Helen Forsyth
by Thomas Waters
I have mentioned in ‘The Orphans’ that I was at the same time engaged in an affair which required my presence in Scotland. The case was a remarkable one.
James Fergusson, a romantic, dreamy youth, born and bred at Clyde Cottage, about five miles distant from the City of Glasgow, and sole heir to about four hundred pounds per annum, chiefly in house property, chose, at the ripe age of twenty, or thereabout, to fall, or fancy himself, in love with one Helen Forsyth, a gay damsel whom he met with at a funeral, of all occasions in the world for the bringing about of such a catastrophe. The girl was pretty, and considerably younger than he, her age in years being three less. In knowledge of the world she was at least ten years his senior.

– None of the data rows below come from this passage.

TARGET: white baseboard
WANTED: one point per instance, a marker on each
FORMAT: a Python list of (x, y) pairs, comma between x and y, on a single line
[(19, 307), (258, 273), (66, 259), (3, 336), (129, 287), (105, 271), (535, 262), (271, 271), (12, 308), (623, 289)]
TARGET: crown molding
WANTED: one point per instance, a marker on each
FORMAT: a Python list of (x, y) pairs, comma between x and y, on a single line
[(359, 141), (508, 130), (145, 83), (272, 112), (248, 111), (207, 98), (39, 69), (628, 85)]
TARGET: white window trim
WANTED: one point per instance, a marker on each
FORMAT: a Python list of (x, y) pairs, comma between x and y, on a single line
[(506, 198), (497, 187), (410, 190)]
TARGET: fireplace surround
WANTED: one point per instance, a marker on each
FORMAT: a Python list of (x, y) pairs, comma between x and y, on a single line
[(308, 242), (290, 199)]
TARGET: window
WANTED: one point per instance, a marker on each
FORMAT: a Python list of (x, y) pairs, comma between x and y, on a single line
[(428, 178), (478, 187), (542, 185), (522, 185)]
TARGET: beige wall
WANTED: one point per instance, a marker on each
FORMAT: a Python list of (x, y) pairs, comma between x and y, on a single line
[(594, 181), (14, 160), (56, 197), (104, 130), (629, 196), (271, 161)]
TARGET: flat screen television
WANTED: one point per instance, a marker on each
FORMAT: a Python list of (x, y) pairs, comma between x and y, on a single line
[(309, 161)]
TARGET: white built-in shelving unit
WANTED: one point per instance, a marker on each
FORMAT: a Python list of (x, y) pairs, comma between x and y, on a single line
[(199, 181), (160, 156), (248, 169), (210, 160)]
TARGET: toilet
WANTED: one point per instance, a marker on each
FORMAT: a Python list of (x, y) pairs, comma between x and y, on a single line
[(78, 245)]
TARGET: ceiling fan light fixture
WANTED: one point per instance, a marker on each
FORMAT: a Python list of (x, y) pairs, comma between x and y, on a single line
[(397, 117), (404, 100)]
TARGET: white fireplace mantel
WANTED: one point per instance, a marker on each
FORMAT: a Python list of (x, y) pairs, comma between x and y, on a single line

Her mother was an adept in the baser department of that science; the daughter her apt pupil. This Mrs. Forsyth, who, though she could scarcely be less than five or six-and-thirty, had a very youthful appearance, was an equivocal widow, engaged in a poorly-paying mantua-making business in a by-street in Glasgow. It was shrewdly doubted that she had a legal title to the name of Forsyth, or that her dainty daughter was born in wedlock.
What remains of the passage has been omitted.